The Office of National Drug Control Policy (ONDCP) has a multi-million dollar budget, and one of their primary functions is to stop attempts at reforming drug policy. If network neutrality is abandoned and big telecom companies are able to control the content that you see, it's not hard to imagine the Drug Czar shelling out some money to these service providers to effectively block you from reading DARE Generation Diary. His Czarness has already spent loads of taxpayer money on lobbying against drug policy reform efforts.

Beware: There are some telecom front groups out there like DontRegulate.org who claim that legislative attempts to uphold network neutrality are nothing but government schemes to control your access to the internet. For the libertarian's among us, government "regulation" may seem like a bad idea. But, on the contrary, these bills ensure an even playing field for both non-profit and for-profit corporations. Putting the digital marketplace in the hands of a few telecom corporations not only puts a stranglehold on free speech, but also the free market.

To save the internet as-we-know-it, and to protect the DARE Generation's right to freely express our views, head over to SaveTheInternet.com and send an e-mail to your congressional delegation today.

(Note: SSDP does not officially endorse the SaveTheInternet campaign. The views presented here are the author's.)

Friday, May 12, 2006

Drug Czar grasps at straws

The Drug Czar's "blog" is touting this year's just-released Drug Abuse Warning Network (DAWN) numbers, which track mentions of drugs in emergency room admissions.
New Report: Cocaine, Marijuana Top Drugs Implicated in Emergency Room Admissions

Yesterday, the Substance Abuse and Mental Health Services Administration (SAMHSA) released the latest report showing drug-related admissions to emergency rooms. Here are the results in a nutshell:
The 2004 DAWN estimates that cocaine was involved in 383,350 visits to emergency rooms; marijuana was involved in 215,665 visits; heroin was involved in 162,137 visits; stimulants, including amphetamines and methamphetamine, were involved in 102,843; and other illicit drugs such as PCP, Ecstasy, and GHB were involved with much less frequency.
But, as Pete at Drug War Rant explains, these numbers don't say anything at all about whether or not a particular drug caused someone to visit the emergency room. The only thing the numbers measure is how many times a given drug was mentioned during an E.R. visit.
However, unlike the conclusions sometimes drawn in news reports, what DAWN does NOT demonstrate is any connection between the use of a drug and the likelihood that it will send you to the emergency room.
But don't think that's going to stop the Drug Czar from going ahead and tricking lazy reporters into writing hysterical stories on how today's potent marijuana is sending unprecedented numbers of people to the hospital...

Thursday, May 11, 2006

The Anti-Drug: The Anti-Anti-Drug.

Via NORML:
San Marcos, TX: Teenagers exposed to anti-marijuana public service announcements (PSAs) produced by the Office of National Drug Control Policy (ONDCP) are more likely to hold positive attitudes about the drug and are more likely to express their intent to use cannabis after viewing the advertisements, according to a study published in the May issue of the journal Addictive Behaviors. [emphasis added]
An archive of these ridiculous, counter-productive ads can be found here.
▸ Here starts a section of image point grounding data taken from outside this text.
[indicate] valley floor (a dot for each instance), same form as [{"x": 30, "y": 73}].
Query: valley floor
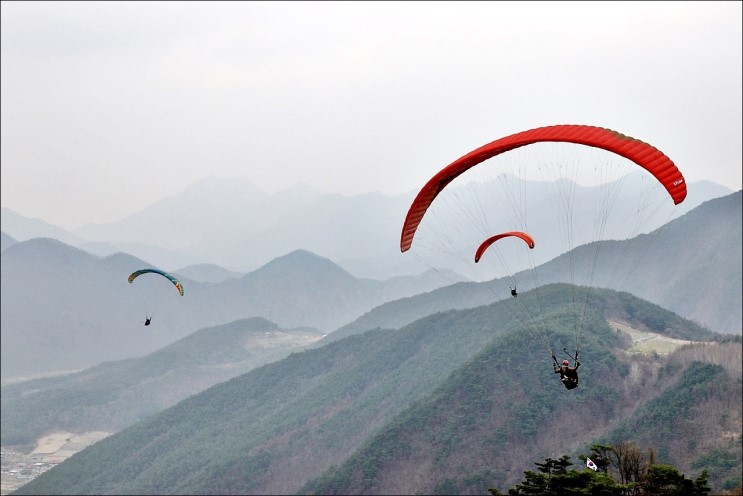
[{"x": 18, "y": 468}]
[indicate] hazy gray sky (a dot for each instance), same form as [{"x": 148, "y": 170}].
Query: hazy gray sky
[{"x": 110, "y": 106}]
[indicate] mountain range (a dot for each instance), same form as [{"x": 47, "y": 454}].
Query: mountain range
[
  {"x": 66, "y": 309},
  {"x": 453, "y": 403},
  {"x": 232, "y": 224}
]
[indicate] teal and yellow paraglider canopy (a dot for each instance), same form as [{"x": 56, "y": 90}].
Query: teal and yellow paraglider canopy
[{"x": 172, "y": 279}]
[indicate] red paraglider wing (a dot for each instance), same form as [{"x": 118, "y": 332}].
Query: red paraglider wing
[
  {"x": 641, "y": 153},
  {"x": 486, "y": 244}
]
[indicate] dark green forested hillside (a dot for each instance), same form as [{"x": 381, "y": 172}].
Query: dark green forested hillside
[
  {"x": 502, "y": 410},
  {"x": 460, "y": 399}
]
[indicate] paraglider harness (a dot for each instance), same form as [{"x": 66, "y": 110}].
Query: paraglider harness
[{"x": 568, "y": 377}]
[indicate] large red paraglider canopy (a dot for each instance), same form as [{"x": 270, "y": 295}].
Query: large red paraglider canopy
[{"x": 639, "y": 152}]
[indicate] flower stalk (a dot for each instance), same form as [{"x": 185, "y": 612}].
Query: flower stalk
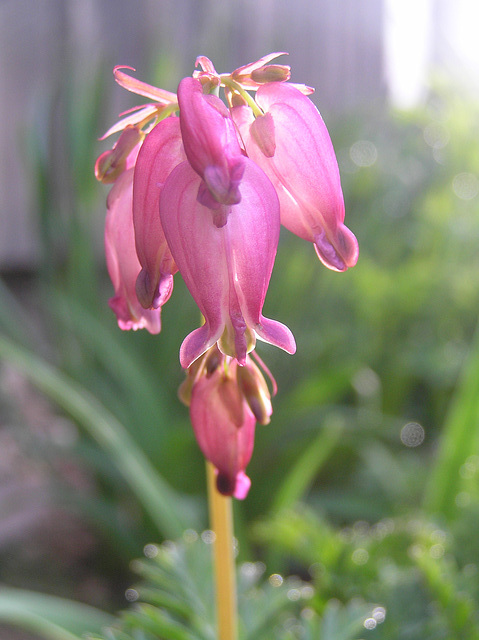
[{"x": 221, "y": 523}]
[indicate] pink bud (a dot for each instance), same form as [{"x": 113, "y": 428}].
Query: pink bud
[
  {"x": 224, "y": 427},
  {"x": 302, "y": 167}
]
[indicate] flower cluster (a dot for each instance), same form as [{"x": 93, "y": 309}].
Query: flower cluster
[{"x": 201, "y": 186}]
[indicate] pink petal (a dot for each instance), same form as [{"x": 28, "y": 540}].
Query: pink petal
[
  {"x": 143, "y": 114},
  {"x": 224, "y": 428},
  {"x": 161, "y": 152},
  {"x": 225, "y": 257},
  {"x": 122, "y": 261},
  {"x": 121, "y": 157},
  {"x": 303, "y": 169},
  {"x": 142, "y": 88},
  {"x": 247, "y": 69}
]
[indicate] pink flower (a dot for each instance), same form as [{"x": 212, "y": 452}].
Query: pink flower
[
  {"x": 291, "y": 144},
  {"x": 225, "y": 257},
  {"x": 122, "y": 261},
  {"x": 211, "y": 144},
  {"x": 224, "y": 426},
  {"x": 161, "y": 152}
]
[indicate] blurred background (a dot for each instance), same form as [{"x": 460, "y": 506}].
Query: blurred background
[{"x": 369, "y": 467}]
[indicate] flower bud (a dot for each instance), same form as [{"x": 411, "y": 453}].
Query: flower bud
[
  {"x": 121, "y": 157},
  {"x": 255, "y": 391}
]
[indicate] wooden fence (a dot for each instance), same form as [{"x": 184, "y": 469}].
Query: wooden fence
[{"x": 47, "y": 46}]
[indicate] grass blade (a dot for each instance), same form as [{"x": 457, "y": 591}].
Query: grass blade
[{"x": 157, "y": 497}]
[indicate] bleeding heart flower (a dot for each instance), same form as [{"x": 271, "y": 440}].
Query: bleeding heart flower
[
  {"x": 291, "y": 144},
  {"x": 122, "y": 261}
]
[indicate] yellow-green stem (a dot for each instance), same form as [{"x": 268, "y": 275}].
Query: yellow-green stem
[{"x": 221, "y": 522}]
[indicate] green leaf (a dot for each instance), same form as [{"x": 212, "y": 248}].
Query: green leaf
[
  {"x": 49, "y": 616},
  {"x": 459, "y": 440},
  {"x": 302, "y": 474},
  {"x": 156, "y": 496}
]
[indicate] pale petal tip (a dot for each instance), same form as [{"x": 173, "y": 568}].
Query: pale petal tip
[
  {"x": 340, "y": 256},
  {"x": 276, "y": 333}
]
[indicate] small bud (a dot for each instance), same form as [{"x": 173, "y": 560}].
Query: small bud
[
  {"x": 255, "y": 390},
  {"x": 262, "y": 131}
]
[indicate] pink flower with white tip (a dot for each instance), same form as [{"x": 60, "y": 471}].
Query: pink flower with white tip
[{"x": 201, "y": 186}]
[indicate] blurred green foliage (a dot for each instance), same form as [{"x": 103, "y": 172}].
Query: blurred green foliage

Over the past few years, the ad-campaign's budget has been cut from $195 million to $99 million annually. Responding to the budget cuts, His Czarness John Walters said: “It’s time for Congress to wake up and support a program that is working. There is no excuse for not supporting it.”

No excuse, John? What about the fact that your program is clearly NOT working? It seems that anti-marijuana propaganda only succeeds at turning more kids onto the drug. But maybe that's the ONDCP's plan. After all, more marijuana-using teens means more justification for the War on Drugs - and the fat paychecks that go along with it.

If Walters really is concerned about teen drug use, he would stop lying to himself and the rest of the country. The ONDCP's website says that LSD, if taken in a large enough dose, "produces delusions and visual hallucinations." So, how big of a dose have you taken, Mr. Czar?